How Support Groups Can Help
In addition to counseling new foster and adoptive families about taking conscious steps to prevent allegations, support groups can be very helpful when a family is going through or has just concluded an allegation investigation. Sometimes, the best help is just being there. To support family members who are going through an investigation:
- Offer a sympathetic ear. This is a time when families really need the support group! Make them feel welcome by respectfully listening.
- Stay neutral. It is not the group’s job to fix the problem. There are many sides to the story, and the group should be objective. Agency bashing helps no one.
- Share information. Encourage members to talk about their experiences with allegations, and share local allegation policy and procedural information with the entire group.
- Suggest resources. Direct the family to legal services and suggest how they can obtain agency policies concerning allegations.
- Assign a mentor. Parents going through an allegation may have an easier time talking to one person who has experienced an allegation rather than the whole group. A call from someone who can say, “I’ve walked the walk,” can mean so much during this time.

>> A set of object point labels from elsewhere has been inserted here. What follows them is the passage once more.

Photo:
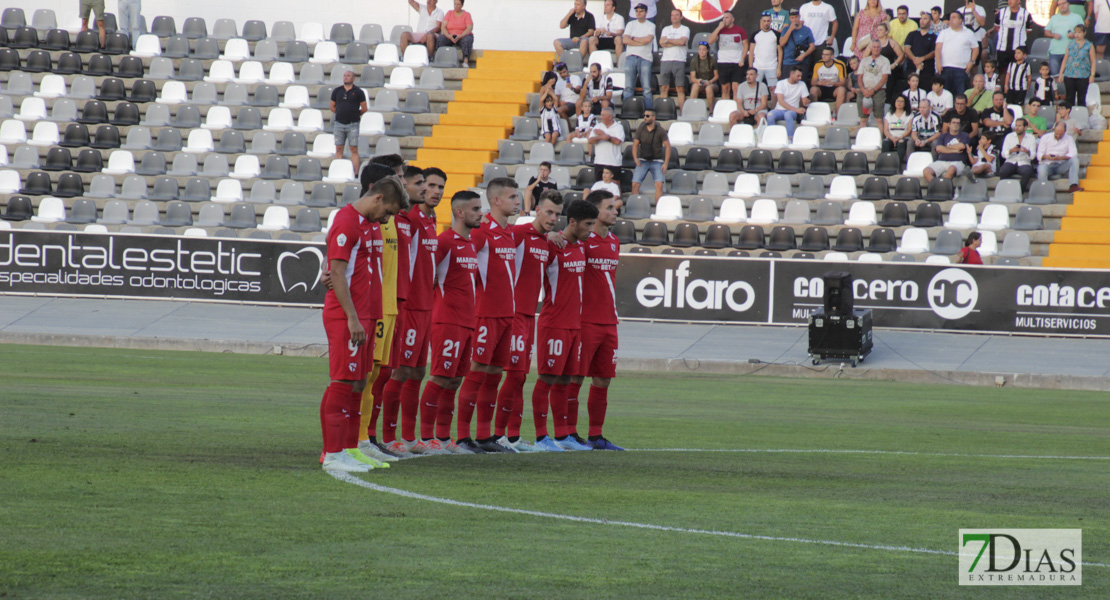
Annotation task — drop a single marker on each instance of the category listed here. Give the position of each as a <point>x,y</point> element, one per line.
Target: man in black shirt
<point>349,102</point>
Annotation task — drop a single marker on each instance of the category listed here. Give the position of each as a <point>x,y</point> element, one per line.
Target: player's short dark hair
<point>393,161</point>
<point>373,173</point>
<point>597,196</point>
<point>392,190</point>
<point>435,171</point>
<point>464,195</point>
<point>581,210</point>
<point>552,195</point>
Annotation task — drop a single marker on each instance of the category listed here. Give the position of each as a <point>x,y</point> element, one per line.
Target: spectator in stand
<point>1012,28</point>
<point>1077,71</point>
<point>704,74</point>
<point>732,42</point>
<point>920,50</point>
<point>457,29</point>
<point>597,91</point>
<point>875,72</point>
<point>957,53</point>
<point>1036,123</point>
<point>537,185</point>
<point>954,152</point>
<point>817,16</point>
<point>765,53</point>
<point>582,27</point>
<point>605,140</point>
<point>638,39</point>
<point>863,28</point>
<point>829,81</point>
<point>673,40</point>
<point>608,31</point>
<point>914,93</point>
<point>651,151</point>
<point>798,43</point>
<point>1018,151</point>
<point>791,97</point>
<point>896,126</point>
<point>779,17</point>
<point>901,27</point>
<point>979,97</point>
<point>1061,29</point>
<point>608,183</point>
<point>1018,78</point>
<point>752,101</point>
<point>427,23</point>
<point>1057,154</point>
<point>925,128</point>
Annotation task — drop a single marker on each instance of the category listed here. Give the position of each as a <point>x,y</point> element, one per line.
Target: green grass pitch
<point>131,474</point>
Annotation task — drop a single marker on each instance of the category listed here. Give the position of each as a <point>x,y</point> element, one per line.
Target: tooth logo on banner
<point>300,268</point>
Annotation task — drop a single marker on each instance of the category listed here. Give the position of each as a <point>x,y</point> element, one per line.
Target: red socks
<point>410,405</point>
<point>467,400</point>
<point>540,403</point>
<point>335,416</point>
<point>512,390</point>
<point>572,406</point>
<point>487,404</point>
<point>429,409</point>
<point>596,405</point>
<point>558,410</point>
<point>391,405</point>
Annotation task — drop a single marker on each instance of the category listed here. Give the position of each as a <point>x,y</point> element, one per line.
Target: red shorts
<point>598,351</point>
<point>346,360</point>
<point>493,341</point>
<point>451,349</point>
<point>559,351</point>
<point>524,333</point>
<point>415,328</point>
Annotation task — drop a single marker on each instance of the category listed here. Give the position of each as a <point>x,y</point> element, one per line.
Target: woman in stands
<point>969,254</point>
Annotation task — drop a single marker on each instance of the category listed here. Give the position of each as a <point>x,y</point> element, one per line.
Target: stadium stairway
<point>481,114</point>
<point>1083,240</point>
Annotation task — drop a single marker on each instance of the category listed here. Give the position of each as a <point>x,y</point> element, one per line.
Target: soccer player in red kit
<point>493,332</point>
<point>452,323</point>
<point>557,346</point>
<point>598,322</point>
<point>415,314</point>
<point>532,258</point>
<point>351,309</point>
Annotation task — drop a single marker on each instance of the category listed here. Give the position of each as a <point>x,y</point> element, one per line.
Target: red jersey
<point>599,282</point>
<point>351,239</point>
<point>563,288</point>
<point>496,250</point>
<point>404,239</point>
<point>455,273</point>
<point>421,261</point>
<point>532,257</point>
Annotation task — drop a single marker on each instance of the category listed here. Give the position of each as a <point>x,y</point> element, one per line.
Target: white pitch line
<point>362,482</point>
<point>896,453</point>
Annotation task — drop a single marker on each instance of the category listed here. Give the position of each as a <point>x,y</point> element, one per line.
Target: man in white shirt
<point>673,41</point>
<point>606,139</point>
<point>1057,154</point>
<point>765,54</point>
<point>426,26</point>
<point>1018,151</point>
<point>817,16</point>
<point>793,97</point>
<point>957,52</point>
<point>638,39</point>
<point>608,30</point>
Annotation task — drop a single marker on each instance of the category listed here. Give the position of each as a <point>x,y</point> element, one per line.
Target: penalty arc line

After the investigation is over, ask for help to regain your equilibrium, rebuild, and move on. Take really good care of yourself. Think hard and give yourself some time off before bringing a child back into your home, or accepting another placement. Take care of the children still in the home. Difficult times can be therapeutic and healing, showing children that we can have tough times, but as families we are strong and resilient. If you can’t prevent an allegation, at least do what you can to survive, learn, and thrive.